On Wednesday, June 3rd, 2015, CAIR-Chicago held a press conference to address religious discrimination and profiling that targeted a respected Muslim chaplain during a United Airlines flight.
On May 29th, United Airlines allegedly refused to give an unopened can of soda to Tahera Ahmad, an Associate Chaplin at Northwestern University. Ahmad documented the incident on her Facebook page, and wrote she asked a flight attendant for an unopened can of soda for sanitary reasons. The flight attendant refused and said she was “unauthorized” to give it to Ahmad. A passenger sitting next to her received an unopened can, and when Ahmad questioned why she was unable to get an unopened can she was told it could be used as a “weapon.” Ahmad was then subjected to hateful remarks by a nearby passenger and did not receive any support from either the flight attendant or fellow passengers.
“This is about acknowledging the act of discrimination not trivializing it as a regular mundane conversation about a Diet Coke can, but about the hurt it caused a person,” said Ahmed Rehab, executive director, CAIR-Chicago. READ ARTICLE >> WATCH VIDEO >>
WGN was one of many news networks that attended Wednesday’s press conference at CAIR-Chicago. WATCH VIDEO >>
Fox also broadcasted coverage of Wednesday’s event. WATCH VIDEO >>
Maudlyne Ihejirika covered the story for the Chicago Sun-Times. READ ARTICLE >>
Christine Mai-Duc wrote the story for the LA Times. READ ARTICLE >>
Outlets across the country published AP coverage from Carla K. Johnson and used photos from Christian K. Lee. READ ARTICLE >>
Nina Golgowski has the story for the New York Daily News. READ ARTICLE >>
At Wednesday’s press conference CAIR-Chicago released the following statement:
By definition, discrimination is not so much about a given (airlines) policy, but the unequal application of the stated policy. And that is precisely what occurred here. Tahera Ahmad was denied an un-open can of soda whereas the gentleman next to her was permitted an un-opened can of beer. When Ms. Ahmad objected to the double standard, she was subsequently told by the flight attendant that it was because “you would use it as a weapon.”
Moreover, there is no such policy on the record as reported by The Guardian:
“There is no policy difference in serving alcoholic or non-alcoholic canned beverages to passengers,” says Bob Birge, director of corporate communications at Republic Airways Holdings, which owns Shuttle America, “no differentiation in opened or unopened cans, and no policy speculating what may or may not be done with a container.”
Secondly, the shocking and unnecessary mistreatment of Ms. Ahmad by the flight attendant opened the door to a hostile environment against Ms. Ahmad in which a passenger chimed in “You Muslim, you need to shut the fuck up, you know you would use it as a weapon.” The flight attendant failed to challenge the overt bigotry that her actions had unleashed and did not address the man or come to Ms. Ahmad’s aid, leaving Ms. Ahmad feeling even more vulnerable and severely distraught.

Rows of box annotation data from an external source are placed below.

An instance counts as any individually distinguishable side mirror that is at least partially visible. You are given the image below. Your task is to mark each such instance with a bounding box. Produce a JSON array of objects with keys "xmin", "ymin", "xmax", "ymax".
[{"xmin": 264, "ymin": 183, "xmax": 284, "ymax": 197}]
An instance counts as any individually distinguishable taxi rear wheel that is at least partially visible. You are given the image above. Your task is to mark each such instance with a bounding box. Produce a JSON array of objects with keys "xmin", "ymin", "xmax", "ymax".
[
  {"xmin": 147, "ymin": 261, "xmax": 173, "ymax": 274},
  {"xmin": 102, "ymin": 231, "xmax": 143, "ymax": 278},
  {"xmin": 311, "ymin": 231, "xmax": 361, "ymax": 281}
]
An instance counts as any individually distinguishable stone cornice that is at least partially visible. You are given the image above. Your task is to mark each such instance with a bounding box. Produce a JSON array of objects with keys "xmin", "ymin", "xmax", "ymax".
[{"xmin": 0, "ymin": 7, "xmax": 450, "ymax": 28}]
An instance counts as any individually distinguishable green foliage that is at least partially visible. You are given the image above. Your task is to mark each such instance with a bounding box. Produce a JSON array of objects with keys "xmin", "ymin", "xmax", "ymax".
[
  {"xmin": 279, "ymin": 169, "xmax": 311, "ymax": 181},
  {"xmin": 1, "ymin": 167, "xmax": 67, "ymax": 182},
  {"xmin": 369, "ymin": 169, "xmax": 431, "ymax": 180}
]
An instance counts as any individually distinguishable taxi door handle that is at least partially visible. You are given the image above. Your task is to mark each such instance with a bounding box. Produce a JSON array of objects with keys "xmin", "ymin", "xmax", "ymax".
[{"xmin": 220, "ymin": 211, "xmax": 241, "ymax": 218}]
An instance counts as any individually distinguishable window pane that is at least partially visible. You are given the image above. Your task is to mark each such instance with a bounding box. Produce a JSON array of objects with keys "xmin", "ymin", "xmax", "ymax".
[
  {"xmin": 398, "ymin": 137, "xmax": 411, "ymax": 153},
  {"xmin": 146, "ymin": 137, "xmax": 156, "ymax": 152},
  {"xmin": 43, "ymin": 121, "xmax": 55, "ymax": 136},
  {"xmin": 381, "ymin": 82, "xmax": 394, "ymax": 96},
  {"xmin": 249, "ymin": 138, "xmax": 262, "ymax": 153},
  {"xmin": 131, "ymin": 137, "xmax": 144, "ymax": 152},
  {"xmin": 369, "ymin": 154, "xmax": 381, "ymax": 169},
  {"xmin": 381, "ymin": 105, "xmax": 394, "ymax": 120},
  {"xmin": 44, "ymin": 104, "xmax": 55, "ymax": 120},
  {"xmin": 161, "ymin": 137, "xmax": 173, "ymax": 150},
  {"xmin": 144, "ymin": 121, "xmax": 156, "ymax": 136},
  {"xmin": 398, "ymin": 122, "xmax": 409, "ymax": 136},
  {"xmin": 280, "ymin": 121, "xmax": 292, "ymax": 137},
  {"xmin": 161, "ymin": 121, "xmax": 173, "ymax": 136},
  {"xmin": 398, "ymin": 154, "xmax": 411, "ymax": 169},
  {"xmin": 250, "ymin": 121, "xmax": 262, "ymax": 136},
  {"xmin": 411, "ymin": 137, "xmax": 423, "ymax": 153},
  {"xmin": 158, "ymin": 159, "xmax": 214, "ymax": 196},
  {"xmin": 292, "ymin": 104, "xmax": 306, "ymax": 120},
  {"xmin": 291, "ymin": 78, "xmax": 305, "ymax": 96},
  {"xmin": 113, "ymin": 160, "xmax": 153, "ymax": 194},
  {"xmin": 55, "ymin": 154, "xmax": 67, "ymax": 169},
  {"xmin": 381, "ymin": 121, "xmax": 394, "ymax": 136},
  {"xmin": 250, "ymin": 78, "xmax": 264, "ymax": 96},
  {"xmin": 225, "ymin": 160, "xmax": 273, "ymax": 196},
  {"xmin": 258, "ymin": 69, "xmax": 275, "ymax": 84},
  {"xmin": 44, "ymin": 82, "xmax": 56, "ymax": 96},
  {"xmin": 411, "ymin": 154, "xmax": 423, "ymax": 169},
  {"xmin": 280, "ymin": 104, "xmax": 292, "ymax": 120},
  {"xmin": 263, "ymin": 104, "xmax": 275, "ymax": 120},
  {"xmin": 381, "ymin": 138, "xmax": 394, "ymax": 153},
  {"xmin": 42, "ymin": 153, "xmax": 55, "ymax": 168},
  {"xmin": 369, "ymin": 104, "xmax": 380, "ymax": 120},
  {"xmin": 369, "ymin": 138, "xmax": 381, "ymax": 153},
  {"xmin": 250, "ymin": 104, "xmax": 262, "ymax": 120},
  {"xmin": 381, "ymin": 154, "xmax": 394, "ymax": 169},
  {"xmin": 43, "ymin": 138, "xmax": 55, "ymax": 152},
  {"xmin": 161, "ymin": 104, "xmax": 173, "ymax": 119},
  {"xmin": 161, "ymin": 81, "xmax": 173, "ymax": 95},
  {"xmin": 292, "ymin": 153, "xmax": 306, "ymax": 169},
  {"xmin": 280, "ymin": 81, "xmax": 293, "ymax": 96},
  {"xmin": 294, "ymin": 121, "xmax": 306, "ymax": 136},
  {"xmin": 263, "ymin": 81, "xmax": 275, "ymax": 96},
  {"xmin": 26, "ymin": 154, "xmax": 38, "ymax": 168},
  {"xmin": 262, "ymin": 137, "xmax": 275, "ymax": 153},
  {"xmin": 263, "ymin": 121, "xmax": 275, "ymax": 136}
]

To date, the airline companies have failed to acknowledge the blatant and egregious nature of the treatment Ms. Ahmad was subjected to and have yet to offer an adequate public apology or to show an understanding of why what happened is a problem. They have thus far shirked their responsibility to resolve the issue and reassure future passengers that such discrimination cannot be tolerated.
Like Northwestern, Ms. Ahmad’s employer, and others, CAIR frequently uses United Airlines and is dismayed by this incident that challenges confidence in its customer service and management values.
CAIR-Chicago demands that United/Shuttle Airlines 1) issue a formal public apology in which they 2) acknowledge the egregious nature of discrimination, intimidation and the creation of a hostile atmosphere against a customer for no other reason than their appearance, in this case their religious appearance. CAIR-Chicago demands that the airlines do everything necessary – including but not limited to 3) sensitivity training of its staff – to ensure that this does not happen again and if it does to not be tolerated.
All options are on the table, including legal options. But CAIR-Chicago’s preference is that the situation be handled with utmost care and understanding on the part of the Airlines. Our only goal is to ensure passengers are treated with the respect, care, and dignity every human deserves and if this can be achieved through rational discussion that would be our preference.
This is not about one Tahera Ahmad or a can of soda, this is about challenging the notion “that it is OK to discriminate on a whim against a segment of our society and that they are expected to shut up and take it lying down.” We assure current and future perpetrators that this will not be the case. No one should have to accept being treated as a second-rate human and be forced to suffer silently and be expected to stay quiet.